J_{π} (ϕ) = E_{s_{t} \sim D, ϵ_{t} \sim N} [α {log}_{π_{ϕ}} π_{ϕ} (f_{ϕ} (ϵ_{t}; s_{t}) | s_{t}) - (min_{j = 1, . . ., N} Q_{θ_{j}} (s_{t}, a_{t}) - V_{ψ} (s_{t}))]

(19)

where

π_{ϕ}

is defined implicitly in terms of

f_{ϕ}

. We can approximate the gradient of Equation (19) with

{\hat{\nabla}}_{ϕ} J_{π} (ϕ) = \nabla_{ϕ} α log (π_{ϕ} (a_{t} | s_{t})) + (\nabla_{a_{t}} α log (π_{ϕ} (a_{t} | s_{t})) - \nabla_{a_{t}} min_{j = 1, . . ., N} Q (s_{t}, a_{t})) \nabla_{ϕ} f_{ϕ} (ϵ_{t}; s_{t})

(20)

where

a_{t}

is evaluated at

f_{ϕ} (ϵ_{t}; s_{t})

.

In Figure 2, we demonstrate the application of SAC-N for learning steering control directly from offline datasets. We utilize real-world trial datasets gathered from the USV-900, an unmanned surface vehicle propelled by waterjet systems. The action space encompasses steering commands, which are translated into the desired waterjet nozzle angle and precisely tracked via a PID controller. The observations encompass the desired heading angle, actual heading angle, angular velocity, and the current state of the waterjet nozzle angle. The reward function, specified in Equation (10), imposes penalties for large tracking errors, excessive angular velocities, and large nozzle angles.
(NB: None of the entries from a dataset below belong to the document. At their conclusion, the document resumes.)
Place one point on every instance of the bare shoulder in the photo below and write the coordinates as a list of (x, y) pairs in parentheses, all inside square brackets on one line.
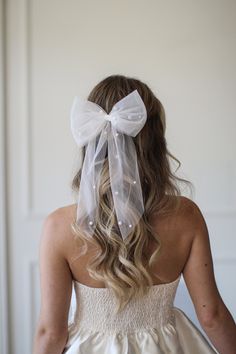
[(57, 226), (190, 211)]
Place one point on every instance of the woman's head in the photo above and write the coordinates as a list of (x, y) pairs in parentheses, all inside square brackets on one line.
[(121, 264)]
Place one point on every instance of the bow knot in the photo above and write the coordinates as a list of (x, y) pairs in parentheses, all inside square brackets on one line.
[(127, 118)]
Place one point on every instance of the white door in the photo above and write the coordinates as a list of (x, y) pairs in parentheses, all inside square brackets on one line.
[(56, 50)]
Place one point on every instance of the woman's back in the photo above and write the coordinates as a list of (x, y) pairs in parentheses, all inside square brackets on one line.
[(175, 232), (150, 323)]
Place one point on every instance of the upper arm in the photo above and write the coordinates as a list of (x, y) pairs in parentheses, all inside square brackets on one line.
[(55, 276), (199, 272)]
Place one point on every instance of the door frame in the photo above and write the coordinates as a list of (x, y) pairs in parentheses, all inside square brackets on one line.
[(4, 275)]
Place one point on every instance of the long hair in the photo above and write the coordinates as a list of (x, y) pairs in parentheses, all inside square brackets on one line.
[(125, 265)]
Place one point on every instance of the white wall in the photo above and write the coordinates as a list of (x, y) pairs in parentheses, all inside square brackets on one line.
[(184, 50)]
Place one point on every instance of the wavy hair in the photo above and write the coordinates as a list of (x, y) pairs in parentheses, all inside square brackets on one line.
[(125, 265)]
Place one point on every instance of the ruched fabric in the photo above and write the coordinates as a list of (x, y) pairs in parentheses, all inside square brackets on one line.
[(146, 326)]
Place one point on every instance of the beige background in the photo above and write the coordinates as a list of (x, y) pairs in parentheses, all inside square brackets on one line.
[(53, 50)]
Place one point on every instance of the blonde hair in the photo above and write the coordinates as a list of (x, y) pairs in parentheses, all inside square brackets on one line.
[(124, 266)]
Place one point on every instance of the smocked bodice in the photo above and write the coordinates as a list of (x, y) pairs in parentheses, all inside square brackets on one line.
[(150, 324), (96, 306)]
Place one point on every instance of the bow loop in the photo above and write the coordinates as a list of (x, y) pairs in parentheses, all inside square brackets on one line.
[(116, 129)]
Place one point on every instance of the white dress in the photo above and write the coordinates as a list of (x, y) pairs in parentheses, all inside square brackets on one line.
[(151, 325)]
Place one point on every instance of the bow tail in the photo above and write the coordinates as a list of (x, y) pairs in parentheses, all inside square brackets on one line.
[(87, 206), (125, 182)]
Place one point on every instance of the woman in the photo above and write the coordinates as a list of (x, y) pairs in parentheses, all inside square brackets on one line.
[(125, 279)]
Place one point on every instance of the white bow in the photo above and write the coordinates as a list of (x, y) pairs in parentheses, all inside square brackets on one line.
[(91, 125)]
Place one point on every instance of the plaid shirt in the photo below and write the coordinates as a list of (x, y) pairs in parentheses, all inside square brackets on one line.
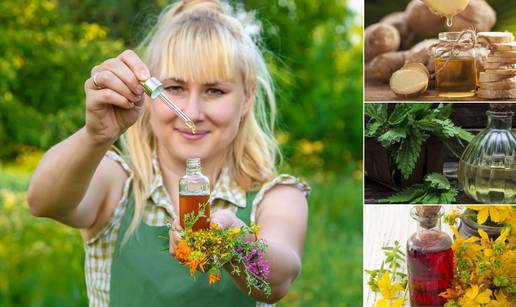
[(158, 211)]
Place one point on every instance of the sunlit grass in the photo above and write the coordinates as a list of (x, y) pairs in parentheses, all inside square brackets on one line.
[(41, 261)]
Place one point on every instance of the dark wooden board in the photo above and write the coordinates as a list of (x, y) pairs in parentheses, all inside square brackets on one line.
[(381, 92)]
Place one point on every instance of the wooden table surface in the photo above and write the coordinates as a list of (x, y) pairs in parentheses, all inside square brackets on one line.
[(384, 224), (374, 91)]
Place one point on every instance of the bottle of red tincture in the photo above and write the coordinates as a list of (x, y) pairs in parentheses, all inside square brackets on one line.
[(429, 258)]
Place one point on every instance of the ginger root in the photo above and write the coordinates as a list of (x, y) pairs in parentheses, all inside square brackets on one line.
[(383, 66), (380, 38), (410, 81)]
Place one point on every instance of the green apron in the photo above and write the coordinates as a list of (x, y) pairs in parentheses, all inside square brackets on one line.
[(142, 274)]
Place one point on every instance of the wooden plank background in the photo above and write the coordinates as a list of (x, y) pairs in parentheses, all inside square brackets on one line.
[(470, 116)]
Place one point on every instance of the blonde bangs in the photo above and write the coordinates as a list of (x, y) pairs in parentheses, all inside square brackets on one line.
[(199, 50), (196, 41)]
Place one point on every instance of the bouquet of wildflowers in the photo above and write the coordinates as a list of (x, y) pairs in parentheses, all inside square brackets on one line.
[(209, 250)]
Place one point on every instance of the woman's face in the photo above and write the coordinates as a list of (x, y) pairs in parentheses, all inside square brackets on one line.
[(216, 109)]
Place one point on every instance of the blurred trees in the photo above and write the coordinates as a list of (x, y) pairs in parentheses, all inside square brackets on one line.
[(47, 49), (44, 62)]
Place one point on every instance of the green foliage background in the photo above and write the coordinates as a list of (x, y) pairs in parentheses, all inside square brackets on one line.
[(47, 49)]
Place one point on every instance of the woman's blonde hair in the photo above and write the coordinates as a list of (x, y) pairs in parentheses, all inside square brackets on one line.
[(197, 41)]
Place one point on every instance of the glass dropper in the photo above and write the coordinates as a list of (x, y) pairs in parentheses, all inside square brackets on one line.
[(154, 89)]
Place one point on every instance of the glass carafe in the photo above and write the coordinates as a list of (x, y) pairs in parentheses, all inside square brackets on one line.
[(429, 258), (194, 194), (455, 65), (487, 169)]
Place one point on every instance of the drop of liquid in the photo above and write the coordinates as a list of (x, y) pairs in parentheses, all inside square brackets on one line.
[(192, 126), (449, 21)]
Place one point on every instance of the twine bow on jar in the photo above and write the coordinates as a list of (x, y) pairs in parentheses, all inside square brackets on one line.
[(448, 49)]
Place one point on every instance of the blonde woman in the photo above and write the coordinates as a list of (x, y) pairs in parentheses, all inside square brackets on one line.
[(214, 72)]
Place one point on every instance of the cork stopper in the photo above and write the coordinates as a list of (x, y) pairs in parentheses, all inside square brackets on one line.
[(427, 216), (500, 107)]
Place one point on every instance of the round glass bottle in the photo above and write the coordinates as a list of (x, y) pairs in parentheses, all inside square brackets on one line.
[(456, 72), (429, 258), (194, 195), (487, 168)]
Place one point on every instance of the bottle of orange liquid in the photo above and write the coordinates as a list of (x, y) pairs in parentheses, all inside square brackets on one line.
[(194, 195)]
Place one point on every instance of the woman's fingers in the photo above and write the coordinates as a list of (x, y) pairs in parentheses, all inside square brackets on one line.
[(226, 219), (111, 80), (108, 96), (131, 59)]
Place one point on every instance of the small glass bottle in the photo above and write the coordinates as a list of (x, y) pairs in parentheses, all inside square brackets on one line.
[(456, 68), (487, 168), (429, 258), (194, 194)]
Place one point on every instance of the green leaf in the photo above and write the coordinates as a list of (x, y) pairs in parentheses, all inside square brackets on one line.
[(408, 153), (372, 128), (403, 110), (435, 189), (377, 111), (443, 111), (405, 196), (437, 181), (393, 136)]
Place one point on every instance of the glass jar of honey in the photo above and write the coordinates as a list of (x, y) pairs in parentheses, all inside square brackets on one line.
[(456, 71), (194, 196)]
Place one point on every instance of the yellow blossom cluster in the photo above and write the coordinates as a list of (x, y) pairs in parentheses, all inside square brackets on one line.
[(210, 248), (485, 269)]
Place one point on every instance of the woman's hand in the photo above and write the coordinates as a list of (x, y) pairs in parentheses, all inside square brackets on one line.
[(114, 96)]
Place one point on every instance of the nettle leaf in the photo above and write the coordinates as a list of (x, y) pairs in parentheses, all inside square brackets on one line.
[(408, 153), (377, 111), (404, 110), (437, 181), (443, 111), (393, 136), (448, 197), (371, 129), (435, 189), (406, 196)]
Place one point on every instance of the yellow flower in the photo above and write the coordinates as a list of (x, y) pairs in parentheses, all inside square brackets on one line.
[(503, 235), (389, 303), (501, 300), (459, 240), (386, 287), (472, 297), (497, 214)]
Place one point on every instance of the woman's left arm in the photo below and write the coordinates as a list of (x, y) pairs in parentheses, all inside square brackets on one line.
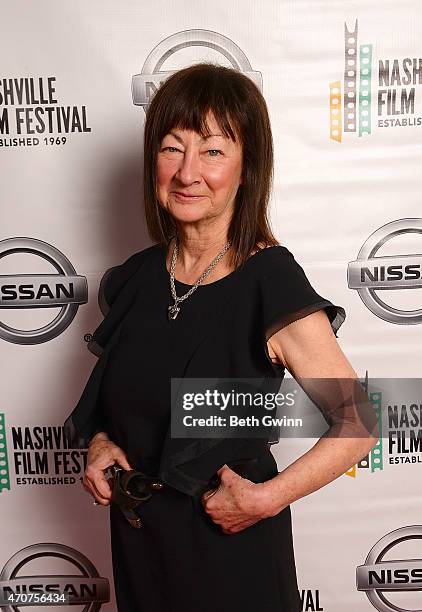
[(308, 348)]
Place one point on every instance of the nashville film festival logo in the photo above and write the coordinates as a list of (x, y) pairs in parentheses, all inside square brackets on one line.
[(399, 417), (82, 587), (31, 114), (145, 84), (388, 85), (38, 455), (65, 289)]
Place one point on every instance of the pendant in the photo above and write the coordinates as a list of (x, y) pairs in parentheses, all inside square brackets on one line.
[(173, 311)]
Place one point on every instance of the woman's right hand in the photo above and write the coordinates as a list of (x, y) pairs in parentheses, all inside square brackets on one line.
[(102, 453)]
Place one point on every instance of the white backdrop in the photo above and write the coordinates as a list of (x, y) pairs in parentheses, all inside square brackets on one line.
[(82, 196)]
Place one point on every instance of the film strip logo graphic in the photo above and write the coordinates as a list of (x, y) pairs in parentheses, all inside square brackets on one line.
[(4, 464), (374, 459), (351, 111)]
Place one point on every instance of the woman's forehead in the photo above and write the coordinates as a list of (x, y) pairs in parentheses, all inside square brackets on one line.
[(210, 128)]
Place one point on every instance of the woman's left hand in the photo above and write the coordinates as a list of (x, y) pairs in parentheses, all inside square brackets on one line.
[(237, 503)]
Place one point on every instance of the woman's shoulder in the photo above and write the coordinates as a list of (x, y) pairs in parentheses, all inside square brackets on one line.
[(115, 278), (269, 260)]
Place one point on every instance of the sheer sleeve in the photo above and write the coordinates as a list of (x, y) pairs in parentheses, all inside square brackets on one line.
[(117, 290), (287, 295)]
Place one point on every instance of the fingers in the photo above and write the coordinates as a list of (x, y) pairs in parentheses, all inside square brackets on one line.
[(121, 460), (102, 454), (90, 488)]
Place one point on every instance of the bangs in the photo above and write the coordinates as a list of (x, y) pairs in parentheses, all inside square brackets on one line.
[(192, 99)]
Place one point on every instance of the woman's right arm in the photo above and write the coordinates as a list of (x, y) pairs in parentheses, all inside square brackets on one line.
[(102, 453)]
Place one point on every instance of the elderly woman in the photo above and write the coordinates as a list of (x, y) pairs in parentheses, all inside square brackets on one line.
[(215, 296)]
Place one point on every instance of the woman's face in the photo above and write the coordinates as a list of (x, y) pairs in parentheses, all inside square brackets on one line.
[(198, 178)]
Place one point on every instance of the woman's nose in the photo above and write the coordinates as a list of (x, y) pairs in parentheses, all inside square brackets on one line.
[(189, 170)]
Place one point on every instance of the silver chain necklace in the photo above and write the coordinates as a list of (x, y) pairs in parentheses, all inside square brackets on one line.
[(174, 309)]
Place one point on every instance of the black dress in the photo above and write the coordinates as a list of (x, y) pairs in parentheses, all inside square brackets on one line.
[(181, 561)]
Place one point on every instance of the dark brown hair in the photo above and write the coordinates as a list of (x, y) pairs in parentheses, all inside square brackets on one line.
[(183, 101)]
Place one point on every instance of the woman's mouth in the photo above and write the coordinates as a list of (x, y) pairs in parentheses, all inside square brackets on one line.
[(186, 197)]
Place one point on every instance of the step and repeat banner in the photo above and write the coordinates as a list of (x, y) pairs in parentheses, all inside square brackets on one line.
[(343, 83)]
Our policy is represented by a feed-forward neural network consisting of two hidden layers, each with 64 neurons, as illustrated in Figure 3. The critic Q-function and value functions, illustrated in Figure 4 and Figure 5, are implemented using neural networks with two hidden layers, each comprising 64 neurons.

2.5. Training

SAC-N utilizes offline datasets collected from the USV-900 trials for training. To obtain the state variables during the experiments, we employed on-board navigation sensors, including an inertial measurement unit (IMU) and the BeiDou satellite system (BDS), to capture high-precision positional data. An embedded computer was utilized to record device-related information, such as engine speed and waterjet nozzle angle. The collected data were stored in an SQLite database.

All training was conducted on an Intel Core i5-11400H CPU (Integrated Electronics Corporation, Fresno, CA, USA) running at 2.70 GHz. During training, the Adam optimizer was employed to update the parameters of both the actor and value networks. The hyperparameters used are outlined in Table 3.

Figure 6 illustrates the average returns from evaluation rollouts during the training process for both TD3 and SAC-N. In SAC-N, the ensemble size N was incrementally increased to values of 10, 20, and 50, allowing the algorithm to achieve comparable performance to TD3 in a shorter training duration. SAC-N demonstrated higher data efficiency and stability, reaching optimal performance more rapidly than TD3. The final average return of SAC-N consistently improved with larger N values; notably, N = 50 achieved a higher average return than both N = 20 and N = 10, and all SAC-N variants outperformed TD3. For the USV path-following simulations and tests, SAC-50 was employed as the steering controller.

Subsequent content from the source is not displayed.